Instead, I lift my knuckles to the door and knock. “Olli? Let me know you’re okay at least?”
“I’m fine.” His words drift through the door so soft and low I wonder if I imaginedthem.
They’re not him. Not at all. Not the bright, beautiful, sunshiny Aspen I know.
“No, you’re not.” I push the door open without thinking. That voice is just so broken, like shattered shards scratching against my soul, like someone begging for help without wanting anyone to know how desperately they’re reaching out.
The room beyond the door is dark, nearly pitch, the curtains drawn tightly against the bright morning sunshine outside. It’s neat, if a little minimalist—a desk against the wall beneath the window, closed closet doors to the right, bed wedged into the corner against the left.
A discarded pair of pants and T-shirt lie on the floor beside the bed. And in the bed, bundled beneath a bright paisley quilt, lies Olli James. Curled in on himself in a tiny ball, his eyes open and out of focus, staring into the abyss of the room like he’s lost the ability to see.
Olli James. Aspen. The ghost I never want to stop haunting me.
He doesn’t even look up at me. “Go away.”
“Oh, little ghost,” I breathe, and I’m not thinking anymore, not questioning. There is only him, lying there, ashen and limp and lifeless, like he’s barely clinging to life, to his own breath. Truly a ghost. “What’s wrong? What happened?”
His eyes stare at nothing. “Nothing happened.”
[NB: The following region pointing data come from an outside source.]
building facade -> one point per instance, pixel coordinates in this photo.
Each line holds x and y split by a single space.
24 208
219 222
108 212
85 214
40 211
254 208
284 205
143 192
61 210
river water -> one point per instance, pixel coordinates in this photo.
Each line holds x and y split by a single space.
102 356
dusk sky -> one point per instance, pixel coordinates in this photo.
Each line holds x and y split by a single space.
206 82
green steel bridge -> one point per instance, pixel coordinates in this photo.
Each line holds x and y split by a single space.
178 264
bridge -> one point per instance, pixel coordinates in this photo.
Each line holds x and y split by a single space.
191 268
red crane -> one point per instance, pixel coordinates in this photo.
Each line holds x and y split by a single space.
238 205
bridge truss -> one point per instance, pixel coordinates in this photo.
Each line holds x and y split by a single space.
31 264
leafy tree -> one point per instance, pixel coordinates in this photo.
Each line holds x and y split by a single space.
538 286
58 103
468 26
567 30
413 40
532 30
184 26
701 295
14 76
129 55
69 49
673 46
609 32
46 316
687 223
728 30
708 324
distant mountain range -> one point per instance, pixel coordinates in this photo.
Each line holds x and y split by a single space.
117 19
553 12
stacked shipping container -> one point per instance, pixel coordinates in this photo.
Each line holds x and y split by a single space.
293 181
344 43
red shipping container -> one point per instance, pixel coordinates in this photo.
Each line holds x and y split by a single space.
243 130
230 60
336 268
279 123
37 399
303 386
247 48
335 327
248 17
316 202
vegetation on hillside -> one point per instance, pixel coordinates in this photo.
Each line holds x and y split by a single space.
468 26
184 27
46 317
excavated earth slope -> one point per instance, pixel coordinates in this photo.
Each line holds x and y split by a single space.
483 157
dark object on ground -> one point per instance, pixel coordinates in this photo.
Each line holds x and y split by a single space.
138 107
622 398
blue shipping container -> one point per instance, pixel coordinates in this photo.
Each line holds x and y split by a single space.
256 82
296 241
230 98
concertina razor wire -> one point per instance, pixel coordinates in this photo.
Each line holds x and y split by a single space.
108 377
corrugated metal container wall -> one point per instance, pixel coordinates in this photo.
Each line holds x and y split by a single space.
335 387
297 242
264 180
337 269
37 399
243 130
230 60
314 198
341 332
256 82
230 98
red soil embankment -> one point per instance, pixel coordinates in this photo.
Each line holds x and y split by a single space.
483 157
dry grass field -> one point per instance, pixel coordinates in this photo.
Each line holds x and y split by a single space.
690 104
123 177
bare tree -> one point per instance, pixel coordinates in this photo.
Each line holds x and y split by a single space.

The words shatter against me, hard and cold, rough and ragged, maybe not intended to cut but certainly not softened to prevent such injury. I’m at his side in an instant. Kneeling beside the bed, trying to read the empty lines of his face. “Are you sick? Hurt?”
“No.”
My mind struggles to make sense of what I’m seeing. “But you weren’t at practice today.”
“No. I can’t skate.” The words fade to a murmur. “Not like this. Why do you think no teams want to keep me?”
My chest clenches like someone’s wrapped a giant fist around my heart and squeezed. “How about a walk, then?”
“No.”
“But you love being out in nature.” I inch closer. He looks so unlike the Olli I know—the Olli that’s fire on the ice, that’s alive in the woods, that’s laughter at bars—it leaves me breathless. The covers bunch under his chin, but one of his hands extends off the side of the bed, poking through the warmth and protection of that blanket.
“Go away.”
Without thinking, I reach out to brush my fingers against his palm. He shudders under my touch, starts to withdraw—
“Oh, little ghost,” I whisper, and he stops short.
“What did you call me?”
“Little ghost,” I murmur, and when my eyes lift from his hand, pulled halfway back under the blankets, to his broken, empty face, he’s looking at me now. “Because you haunt me. Because I can’t tell you to go away. Because I don’t want to.”
He says nothing, but the covers lift in a deep breath, and his eyes stay fixed on mine.
“You want me to go?” I ask. “Tell me what you need first. I can’t leave you like this. Water? Food? When was the last time you ate?”
He just stares at me, like he’s seeing me for the first time.
“C’mon, Olli. Talk to me.” I start to rise. “I’ll make you some breakfast. Eggs? Everybody has eggs, right? And toast—”
“I don’t need anything,” he says finally, his voice toneless, raspy, like it’s been unused for weeks. “I just need to sit in the dark.”
I drop back down beside him.
“If you need to sit in the dark,” I murmur, my fingers tracing the lines of his palm, long beautiful, elegant lines, “then let me sit with you.”
“Mouse,” he whispers, and his eyes fade out of focus again, slide away. “I can’t be strong today.”